Le 3 mars, le président américain annonce une "pause" dans l'aide militaire à l'Ukraine, une suspension qui concerne aussi le partage de renseignements.

Volodymyr Zelensky multiplie les gestes d'apaisement envers Washington.

Les 27 pays de l'Union européenne approuvent le 6 mars un plan visant à mobiliser jusqu'à 800 milliards d'euros sur quatre ans afin de renforcer la défense du continent et d'aider l'Ukraine.

Kiev accepte un projet américain de trêve.

Le 11 mars, l'Ukraine, dont l'armée est en difficulté sur le front, accepte une proposition américaine de cessez-le-feu de 30 jours avec la Russie.

Les États-Unis acceptent d'immédiatement lever les restrictions sur l'aide militaire et le partage de renseignements.

Kiev et Washington conviennent également de conclure "dès que possible" un accord sur les minerais ukrainiens.

Pendant ce temps, les forces russes reprennent à une vitesse inédite des territoires occupés par les Ukrainiens dans la région frontalière russe de Koursk.

Poutine pose ses conditions.

Dans un entretien téléphonique le 18 mars, Vladimir Poutine et Donald Trump conviennent d'un moratoire d'un mois sur les attaques contre les installations énergétiques, du démarrage "immédiat" de négociations sur une éventuelle fin du conflit et d'un échange de prisonniers, mais pas d'un cessez-le-feu général.
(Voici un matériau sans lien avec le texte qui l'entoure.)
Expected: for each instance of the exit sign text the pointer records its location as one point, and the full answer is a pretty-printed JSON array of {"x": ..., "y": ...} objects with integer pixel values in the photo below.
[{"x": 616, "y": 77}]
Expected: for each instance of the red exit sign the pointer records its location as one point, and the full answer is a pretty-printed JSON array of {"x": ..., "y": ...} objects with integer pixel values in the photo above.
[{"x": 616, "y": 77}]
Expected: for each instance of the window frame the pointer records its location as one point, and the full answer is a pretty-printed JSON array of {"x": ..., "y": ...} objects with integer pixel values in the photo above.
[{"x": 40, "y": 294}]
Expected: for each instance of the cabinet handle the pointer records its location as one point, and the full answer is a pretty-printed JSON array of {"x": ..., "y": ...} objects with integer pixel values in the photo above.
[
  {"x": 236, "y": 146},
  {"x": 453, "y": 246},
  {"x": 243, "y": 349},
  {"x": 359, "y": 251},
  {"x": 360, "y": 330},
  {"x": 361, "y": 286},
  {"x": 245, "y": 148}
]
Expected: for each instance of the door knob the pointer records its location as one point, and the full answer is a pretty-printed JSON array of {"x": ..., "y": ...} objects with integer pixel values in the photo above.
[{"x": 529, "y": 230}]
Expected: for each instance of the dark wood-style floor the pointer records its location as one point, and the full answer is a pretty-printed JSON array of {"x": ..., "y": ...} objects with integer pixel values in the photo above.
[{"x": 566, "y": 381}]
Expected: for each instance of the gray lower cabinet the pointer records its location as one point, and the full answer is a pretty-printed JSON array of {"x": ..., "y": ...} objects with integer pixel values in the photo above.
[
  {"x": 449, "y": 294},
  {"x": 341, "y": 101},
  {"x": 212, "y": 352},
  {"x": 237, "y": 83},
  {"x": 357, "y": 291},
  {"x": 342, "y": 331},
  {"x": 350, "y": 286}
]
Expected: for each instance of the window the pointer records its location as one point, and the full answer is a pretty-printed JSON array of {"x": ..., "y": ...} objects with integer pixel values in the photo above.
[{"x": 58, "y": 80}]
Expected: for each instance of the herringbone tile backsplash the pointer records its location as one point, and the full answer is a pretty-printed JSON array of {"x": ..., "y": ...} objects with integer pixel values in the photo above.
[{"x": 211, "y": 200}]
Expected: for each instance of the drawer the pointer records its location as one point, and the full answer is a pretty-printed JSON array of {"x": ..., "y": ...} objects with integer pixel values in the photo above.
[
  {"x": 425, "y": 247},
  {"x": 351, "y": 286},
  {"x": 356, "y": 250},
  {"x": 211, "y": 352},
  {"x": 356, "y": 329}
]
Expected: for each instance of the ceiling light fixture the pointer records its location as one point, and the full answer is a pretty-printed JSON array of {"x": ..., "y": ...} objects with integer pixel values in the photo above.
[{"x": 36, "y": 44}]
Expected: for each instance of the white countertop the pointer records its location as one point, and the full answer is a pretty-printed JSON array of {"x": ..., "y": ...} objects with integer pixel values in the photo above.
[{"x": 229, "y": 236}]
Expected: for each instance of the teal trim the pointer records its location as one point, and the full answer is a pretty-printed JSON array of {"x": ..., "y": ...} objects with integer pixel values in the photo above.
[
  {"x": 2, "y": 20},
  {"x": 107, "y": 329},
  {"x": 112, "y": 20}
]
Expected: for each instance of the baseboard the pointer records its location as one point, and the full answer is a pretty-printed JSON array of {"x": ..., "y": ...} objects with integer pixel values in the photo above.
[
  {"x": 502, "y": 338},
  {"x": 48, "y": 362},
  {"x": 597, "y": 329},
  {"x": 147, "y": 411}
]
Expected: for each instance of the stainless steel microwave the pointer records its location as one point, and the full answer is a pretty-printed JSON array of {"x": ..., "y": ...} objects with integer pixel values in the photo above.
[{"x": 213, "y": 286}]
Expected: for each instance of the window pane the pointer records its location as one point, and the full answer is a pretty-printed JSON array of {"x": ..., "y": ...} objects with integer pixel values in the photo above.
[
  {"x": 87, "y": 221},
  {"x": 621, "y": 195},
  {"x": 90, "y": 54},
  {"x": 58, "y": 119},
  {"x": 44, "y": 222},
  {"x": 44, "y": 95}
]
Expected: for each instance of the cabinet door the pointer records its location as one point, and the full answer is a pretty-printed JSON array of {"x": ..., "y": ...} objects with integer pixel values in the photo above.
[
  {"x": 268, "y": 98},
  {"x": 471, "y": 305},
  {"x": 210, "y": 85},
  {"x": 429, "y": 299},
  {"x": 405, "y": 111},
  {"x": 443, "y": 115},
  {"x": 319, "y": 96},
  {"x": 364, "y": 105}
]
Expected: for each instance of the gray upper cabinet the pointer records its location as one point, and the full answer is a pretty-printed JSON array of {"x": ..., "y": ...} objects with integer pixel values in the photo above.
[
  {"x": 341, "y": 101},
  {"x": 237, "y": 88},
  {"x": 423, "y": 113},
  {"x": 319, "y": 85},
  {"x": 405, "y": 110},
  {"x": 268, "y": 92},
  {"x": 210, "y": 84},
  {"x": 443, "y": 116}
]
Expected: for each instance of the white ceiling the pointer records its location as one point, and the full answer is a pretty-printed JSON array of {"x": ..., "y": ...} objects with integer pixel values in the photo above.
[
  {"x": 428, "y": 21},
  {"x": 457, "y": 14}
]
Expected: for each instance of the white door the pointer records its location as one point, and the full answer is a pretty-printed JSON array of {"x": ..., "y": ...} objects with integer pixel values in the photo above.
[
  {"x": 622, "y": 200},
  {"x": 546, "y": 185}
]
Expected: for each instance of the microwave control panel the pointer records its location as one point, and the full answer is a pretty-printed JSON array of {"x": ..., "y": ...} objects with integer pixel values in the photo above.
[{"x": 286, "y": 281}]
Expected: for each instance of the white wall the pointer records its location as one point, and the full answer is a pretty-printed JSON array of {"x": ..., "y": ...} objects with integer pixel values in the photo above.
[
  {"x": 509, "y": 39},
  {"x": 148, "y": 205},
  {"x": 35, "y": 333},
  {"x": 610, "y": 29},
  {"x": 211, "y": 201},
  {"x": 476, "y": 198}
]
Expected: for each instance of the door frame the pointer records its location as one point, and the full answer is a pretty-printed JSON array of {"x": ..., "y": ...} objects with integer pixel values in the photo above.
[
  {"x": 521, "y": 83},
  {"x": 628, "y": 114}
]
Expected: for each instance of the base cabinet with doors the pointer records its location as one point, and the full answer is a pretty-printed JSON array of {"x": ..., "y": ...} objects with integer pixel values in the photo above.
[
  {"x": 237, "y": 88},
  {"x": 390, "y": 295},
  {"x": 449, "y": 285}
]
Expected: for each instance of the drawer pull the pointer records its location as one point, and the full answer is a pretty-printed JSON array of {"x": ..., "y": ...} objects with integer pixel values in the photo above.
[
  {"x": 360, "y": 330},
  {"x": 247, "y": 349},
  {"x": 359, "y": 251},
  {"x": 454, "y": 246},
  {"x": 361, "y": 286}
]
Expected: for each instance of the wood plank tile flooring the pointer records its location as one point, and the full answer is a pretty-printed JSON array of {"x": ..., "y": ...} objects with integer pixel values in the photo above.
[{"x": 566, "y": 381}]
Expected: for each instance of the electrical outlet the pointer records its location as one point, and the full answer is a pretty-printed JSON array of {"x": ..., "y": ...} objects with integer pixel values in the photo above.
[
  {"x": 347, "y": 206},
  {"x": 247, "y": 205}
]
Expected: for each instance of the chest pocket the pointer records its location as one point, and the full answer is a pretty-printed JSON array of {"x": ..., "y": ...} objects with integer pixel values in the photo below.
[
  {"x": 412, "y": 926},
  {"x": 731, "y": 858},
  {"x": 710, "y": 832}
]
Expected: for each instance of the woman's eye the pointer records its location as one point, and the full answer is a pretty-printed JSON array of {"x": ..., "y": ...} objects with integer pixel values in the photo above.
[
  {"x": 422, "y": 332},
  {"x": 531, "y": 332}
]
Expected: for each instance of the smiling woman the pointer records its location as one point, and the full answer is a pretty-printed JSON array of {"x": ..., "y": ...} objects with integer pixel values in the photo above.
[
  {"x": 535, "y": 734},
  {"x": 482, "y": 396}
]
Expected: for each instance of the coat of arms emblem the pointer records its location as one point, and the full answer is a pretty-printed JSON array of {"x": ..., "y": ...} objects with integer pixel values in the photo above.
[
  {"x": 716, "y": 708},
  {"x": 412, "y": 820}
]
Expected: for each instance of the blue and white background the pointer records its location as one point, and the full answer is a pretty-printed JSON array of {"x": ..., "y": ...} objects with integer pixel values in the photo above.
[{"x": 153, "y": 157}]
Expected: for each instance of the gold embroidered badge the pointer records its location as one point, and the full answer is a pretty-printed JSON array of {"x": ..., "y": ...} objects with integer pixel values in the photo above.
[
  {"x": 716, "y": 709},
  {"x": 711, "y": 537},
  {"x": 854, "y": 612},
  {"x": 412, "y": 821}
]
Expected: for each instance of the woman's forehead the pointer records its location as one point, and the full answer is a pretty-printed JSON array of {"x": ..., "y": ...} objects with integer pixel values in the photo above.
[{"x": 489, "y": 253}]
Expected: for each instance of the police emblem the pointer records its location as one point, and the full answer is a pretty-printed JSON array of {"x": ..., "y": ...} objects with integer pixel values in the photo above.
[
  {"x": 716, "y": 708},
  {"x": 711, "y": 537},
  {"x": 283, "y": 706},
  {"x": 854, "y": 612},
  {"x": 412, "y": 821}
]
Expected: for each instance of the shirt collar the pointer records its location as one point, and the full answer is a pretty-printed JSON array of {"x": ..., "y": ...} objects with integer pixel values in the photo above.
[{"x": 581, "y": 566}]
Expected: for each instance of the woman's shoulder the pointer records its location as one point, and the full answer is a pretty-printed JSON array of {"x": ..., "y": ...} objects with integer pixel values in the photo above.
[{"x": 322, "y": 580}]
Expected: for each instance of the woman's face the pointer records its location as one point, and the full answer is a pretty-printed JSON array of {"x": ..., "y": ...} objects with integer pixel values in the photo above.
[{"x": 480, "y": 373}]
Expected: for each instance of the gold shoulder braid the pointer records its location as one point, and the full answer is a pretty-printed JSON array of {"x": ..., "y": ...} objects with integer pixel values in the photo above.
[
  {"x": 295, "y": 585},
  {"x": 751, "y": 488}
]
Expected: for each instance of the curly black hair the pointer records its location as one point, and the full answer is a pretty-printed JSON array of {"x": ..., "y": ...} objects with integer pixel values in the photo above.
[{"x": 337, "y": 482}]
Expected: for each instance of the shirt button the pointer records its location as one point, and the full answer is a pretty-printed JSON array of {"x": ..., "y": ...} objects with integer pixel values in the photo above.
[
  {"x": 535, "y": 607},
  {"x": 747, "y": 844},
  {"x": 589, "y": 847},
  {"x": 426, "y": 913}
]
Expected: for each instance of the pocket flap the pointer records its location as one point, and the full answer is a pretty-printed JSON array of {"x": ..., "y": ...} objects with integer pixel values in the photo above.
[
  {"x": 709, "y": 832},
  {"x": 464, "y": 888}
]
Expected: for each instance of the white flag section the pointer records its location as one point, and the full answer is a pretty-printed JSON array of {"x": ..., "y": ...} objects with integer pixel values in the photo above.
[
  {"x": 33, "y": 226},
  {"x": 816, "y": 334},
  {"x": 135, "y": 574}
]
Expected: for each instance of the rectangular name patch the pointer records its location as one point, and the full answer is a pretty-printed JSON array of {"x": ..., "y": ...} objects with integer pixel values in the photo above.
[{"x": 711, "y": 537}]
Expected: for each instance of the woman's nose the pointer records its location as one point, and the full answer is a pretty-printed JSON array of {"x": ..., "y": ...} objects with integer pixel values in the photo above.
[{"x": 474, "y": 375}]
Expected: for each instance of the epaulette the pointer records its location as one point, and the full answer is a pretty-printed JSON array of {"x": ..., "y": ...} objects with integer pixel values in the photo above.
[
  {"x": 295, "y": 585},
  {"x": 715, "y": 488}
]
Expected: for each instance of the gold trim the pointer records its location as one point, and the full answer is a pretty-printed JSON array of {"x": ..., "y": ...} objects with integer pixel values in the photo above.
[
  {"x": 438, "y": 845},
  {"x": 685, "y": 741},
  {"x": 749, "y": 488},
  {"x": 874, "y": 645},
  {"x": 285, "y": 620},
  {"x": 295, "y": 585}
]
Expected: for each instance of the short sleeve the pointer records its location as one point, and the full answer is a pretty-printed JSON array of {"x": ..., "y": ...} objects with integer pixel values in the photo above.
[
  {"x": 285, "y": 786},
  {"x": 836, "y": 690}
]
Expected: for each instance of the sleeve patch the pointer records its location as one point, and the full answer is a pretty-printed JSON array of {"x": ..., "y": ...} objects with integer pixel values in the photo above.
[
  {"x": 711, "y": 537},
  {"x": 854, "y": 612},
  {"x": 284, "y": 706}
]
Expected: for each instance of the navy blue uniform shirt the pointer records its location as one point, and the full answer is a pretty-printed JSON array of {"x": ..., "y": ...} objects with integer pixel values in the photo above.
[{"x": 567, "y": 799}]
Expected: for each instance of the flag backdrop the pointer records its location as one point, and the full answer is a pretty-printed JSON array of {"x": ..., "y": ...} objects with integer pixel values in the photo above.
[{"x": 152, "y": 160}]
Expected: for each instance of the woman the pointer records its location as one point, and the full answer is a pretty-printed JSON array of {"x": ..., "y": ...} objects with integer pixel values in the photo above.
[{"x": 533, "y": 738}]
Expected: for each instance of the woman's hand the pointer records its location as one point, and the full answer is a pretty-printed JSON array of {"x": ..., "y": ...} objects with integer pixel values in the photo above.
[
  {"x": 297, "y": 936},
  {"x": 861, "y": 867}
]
Vladimir Poutine exige la fin du "réarmement" de l'Ukraine, selon le Kremlin, et l'arrêt de l'aide occidentale à Kiev.

Alors que les attaques des deux belligérants se poursuivent, des pourparlers conduits par les États-Unis avec la Russie ont lieu lundi en Arabie saoudite, au lendemain d'une réunion américano-ukrainienne. Des négociations que Moscou prévoit "difficiles".